A ben vedere, elementi fantascientifici sono comunque presenti non solo nei suoi racconti in prosa, ma persino nella sua produzione poetica. Tre poesie in particolare meritano di essere considerate a questo riguardo. La prima, "Al Aaraaf" (1829), con il suo scenario astronomico e l’accenno all’apparente distruzione della terra, potrebbe ricollegarsi alla prosa post-apocalittica del "Discorso di Eiros e Charmion". In "La Città in fondo al Mare" (1831), Poe anticipa invece molte storie successive sul tema della civiltà perduta sottomarina, e anche Lovecraft tenne presente i suoi versi per plasmare la famosa storia "Il Richiamo di Cthulhu". Infine, in "Ulalume" (1847) si fa ampio uso di immagini astrali e vi si trovano incorporate alcune delle teorie pseudoscientifiche di cui Poe era seguace.

Come si è visto, nella sua carriera di scrittore "fantascientifico" Edgar Allan Poe spaziò su svariati argomenti che diventarono poi canonici all’interno del genere: dal volo spaziale di "Hans Pfall", al paradosso temporale di "La Milleduesima Notte di Schehrazade", dalla storia di esplorazione fantastica di "Le Avventure di Gordon Pym", fino alla fine del mondo di "Eiros e Charmion", ecc.
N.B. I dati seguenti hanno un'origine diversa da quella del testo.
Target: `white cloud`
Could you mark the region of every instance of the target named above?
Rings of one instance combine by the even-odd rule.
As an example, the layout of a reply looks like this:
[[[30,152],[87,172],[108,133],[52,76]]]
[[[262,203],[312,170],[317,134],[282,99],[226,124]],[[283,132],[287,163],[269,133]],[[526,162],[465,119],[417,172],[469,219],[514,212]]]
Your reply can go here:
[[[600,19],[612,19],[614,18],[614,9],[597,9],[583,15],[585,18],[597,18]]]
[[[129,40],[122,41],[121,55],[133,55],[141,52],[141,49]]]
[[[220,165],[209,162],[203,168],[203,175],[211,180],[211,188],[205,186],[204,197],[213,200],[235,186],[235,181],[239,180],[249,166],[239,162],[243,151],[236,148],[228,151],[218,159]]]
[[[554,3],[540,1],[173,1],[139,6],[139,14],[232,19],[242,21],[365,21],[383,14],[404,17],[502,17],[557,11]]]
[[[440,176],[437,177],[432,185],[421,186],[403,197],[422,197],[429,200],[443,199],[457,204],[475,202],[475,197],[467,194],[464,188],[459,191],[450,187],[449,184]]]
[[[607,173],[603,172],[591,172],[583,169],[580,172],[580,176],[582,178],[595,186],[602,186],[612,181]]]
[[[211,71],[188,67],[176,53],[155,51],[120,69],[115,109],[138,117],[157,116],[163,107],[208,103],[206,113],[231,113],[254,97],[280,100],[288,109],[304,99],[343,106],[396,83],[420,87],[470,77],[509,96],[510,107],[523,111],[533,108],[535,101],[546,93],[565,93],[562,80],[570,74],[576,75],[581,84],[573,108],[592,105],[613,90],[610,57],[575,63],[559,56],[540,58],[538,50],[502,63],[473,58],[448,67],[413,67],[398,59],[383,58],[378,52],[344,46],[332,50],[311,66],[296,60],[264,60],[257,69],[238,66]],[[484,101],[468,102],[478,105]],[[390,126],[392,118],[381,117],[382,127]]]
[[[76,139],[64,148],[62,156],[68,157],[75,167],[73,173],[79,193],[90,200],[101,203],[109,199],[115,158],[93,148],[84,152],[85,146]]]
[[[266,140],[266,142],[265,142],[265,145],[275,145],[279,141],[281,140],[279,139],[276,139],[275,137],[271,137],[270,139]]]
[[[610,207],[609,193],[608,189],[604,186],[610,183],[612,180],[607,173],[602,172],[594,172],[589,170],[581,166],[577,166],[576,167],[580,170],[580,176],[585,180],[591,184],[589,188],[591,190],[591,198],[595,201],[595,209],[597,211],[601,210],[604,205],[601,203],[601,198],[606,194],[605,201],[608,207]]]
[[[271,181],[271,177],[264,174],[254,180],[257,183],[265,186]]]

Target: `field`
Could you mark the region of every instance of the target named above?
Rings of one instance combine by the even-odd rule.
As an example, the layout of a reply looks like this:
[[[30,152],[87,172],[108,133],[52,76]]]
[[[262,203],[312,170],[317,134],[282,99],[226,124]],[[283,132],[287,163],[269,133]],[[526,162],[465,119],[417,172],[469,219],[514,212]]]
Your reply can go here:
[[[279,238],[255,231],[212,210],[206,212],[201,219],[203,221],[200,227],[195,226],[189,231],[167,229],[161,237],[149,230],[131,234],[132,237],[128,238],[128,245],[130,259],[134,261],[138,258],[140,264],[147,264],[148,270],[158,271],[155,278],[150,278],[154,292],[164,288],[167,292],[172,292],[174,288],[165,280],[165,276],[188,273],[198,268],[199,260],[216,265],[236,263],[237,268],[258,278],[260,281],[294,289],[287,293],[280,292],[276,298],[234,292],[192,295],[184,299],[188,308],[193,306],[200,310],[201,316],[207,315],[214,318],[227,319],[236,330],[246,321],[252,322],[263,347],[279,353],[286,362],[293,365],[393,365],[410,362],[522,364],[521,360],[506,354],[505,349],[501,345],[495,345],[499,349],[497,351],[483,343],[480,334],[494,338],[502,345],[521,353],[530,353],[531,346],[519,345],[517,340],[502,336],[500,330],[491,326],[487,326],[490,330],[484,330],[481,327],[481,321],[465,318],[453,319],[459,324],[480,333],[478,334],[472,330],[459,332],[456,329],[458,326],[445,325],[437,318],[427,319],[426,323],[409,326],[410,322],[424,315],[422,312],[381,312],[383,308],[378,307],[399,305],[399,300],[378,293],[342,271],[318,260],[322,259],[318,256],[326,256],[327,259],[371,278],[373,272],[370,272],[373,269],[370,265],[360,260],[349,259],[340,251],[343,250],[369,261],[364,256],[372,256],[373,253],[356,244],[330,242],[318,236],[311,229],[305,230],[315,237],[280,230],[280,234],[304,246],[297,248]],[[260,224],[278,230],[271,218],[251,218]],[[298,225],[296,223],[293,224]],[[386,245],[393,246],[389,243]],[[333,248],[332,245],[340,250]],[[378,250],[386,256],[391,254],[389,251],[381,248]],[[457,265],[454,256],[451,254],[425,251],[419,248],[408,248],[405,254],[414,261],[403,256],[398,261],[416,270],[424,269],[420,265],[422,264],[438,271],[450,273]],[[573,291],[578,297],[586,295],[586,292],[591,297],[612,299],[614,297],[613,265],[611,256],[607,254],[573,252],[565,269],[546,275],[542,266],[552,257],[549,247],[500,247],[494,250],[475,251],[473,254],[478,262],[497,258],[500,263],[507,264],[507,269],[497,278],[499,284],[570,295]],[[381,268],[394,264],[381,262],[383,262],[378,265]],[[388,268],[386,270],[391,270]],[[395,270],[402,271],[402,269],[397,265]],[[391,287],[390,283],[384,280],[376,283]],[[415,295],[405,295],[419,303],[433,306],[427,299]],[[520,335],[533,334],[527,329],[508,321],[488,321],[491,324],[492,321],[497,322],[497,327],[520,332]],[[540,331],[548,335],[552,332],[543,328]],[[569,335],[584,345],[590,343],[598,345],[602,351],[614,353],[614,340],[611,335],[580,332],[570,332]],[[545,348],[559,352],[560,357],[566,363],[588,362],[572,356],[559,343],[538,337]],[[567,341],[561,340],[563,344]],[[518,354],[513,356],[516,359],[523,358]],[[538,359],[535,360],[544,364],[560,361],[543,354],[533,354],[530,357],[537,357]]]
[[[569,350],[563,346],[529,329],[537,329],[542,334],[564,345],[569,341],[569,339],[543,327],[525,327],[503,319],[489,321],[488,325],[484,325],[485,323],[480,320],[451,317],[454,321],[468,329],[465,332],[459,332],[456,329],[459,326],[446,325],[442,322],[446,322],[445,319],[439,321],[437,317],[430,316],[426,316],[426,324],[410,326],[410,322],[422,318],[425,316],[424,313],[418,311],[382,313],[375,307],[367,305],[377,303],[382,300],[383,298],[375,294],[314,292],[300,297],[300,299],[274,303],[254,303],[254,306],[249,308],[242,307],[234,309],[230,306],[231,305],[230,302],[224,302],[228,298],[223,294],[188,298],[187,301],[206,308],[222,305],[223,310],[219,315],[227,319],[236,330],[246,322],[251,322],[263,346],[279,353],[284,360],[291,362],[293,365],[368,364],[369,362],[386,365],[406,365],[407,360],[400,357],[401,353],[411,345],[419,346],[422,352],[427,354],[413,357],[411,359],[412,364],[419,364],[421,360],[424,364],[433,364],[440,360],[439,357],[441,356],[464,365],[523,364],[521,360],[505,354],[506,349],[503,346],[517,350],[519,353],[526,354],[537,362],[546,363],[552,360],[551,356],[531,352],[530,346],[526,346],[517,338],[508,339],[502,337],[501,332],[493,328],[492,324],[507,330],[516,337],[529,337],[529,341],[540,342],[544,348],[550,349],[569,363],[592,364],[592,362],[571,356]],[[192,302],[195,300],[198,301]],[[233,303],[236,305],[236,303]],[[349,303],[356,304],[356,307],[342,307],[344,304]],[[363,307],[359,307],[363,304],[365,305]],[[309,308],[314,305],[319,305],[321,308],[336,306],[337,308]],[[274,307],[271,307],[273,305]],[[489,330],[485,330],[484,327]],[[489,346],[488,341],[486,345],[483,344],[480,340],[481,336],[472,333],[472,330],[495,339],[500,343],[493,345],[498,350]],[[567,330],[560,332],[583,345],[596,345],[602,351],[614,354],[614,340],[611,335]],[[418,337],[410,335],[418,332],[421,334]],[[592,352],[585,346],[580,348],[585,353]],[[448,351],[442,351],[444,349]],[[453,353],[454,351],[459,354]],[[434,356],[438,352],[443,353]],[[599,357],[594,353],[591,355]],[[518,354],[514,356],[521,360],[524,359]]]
La portata complessiva della sua influenza sulla science fiction è stata quindi incalcolabile, ed a buona ragione non gli può essere negato l’appellativo di precursore e "padre fondatore" del racconto di meraviglia scientifica. Il suo più grande contributo al progresso del genere, come hanno rilevato diversi critici, non sta tanto nelle teorie razionalistiche implicite nelle sue storie, ma nel precetto che ogni allontanamento dalla norma dev’essere spiegato con logica scientifica. Poe, afferma Riccardo Valla compendiando considerazioni già espresse da Carlo Pagetti e Cori Panshin, "ha scritto opere di fantascienza perché si distaccavano dalla nostra realtà per raggiungerne un’altra in cui i valori sono diversi, e perché il passaggio viene giustificato attribuendolo a un futuro progresso delle scienze."

Se ne accorse per primo Hugo Gernsback, quando nel 1926, scrivendo l’editoriale del primo numero di Amazing Stories, la rivista di fantascienza più famosa di tutti i tempi, trasmise il concetto ai posteri con la seguente frase: "Edgar Allan Poe può essere realmente considerato il padre della science fiction perchè per primo ha introdotto nei suoi racconti, nell’intreccio o come sfondo, realtà scientifiche".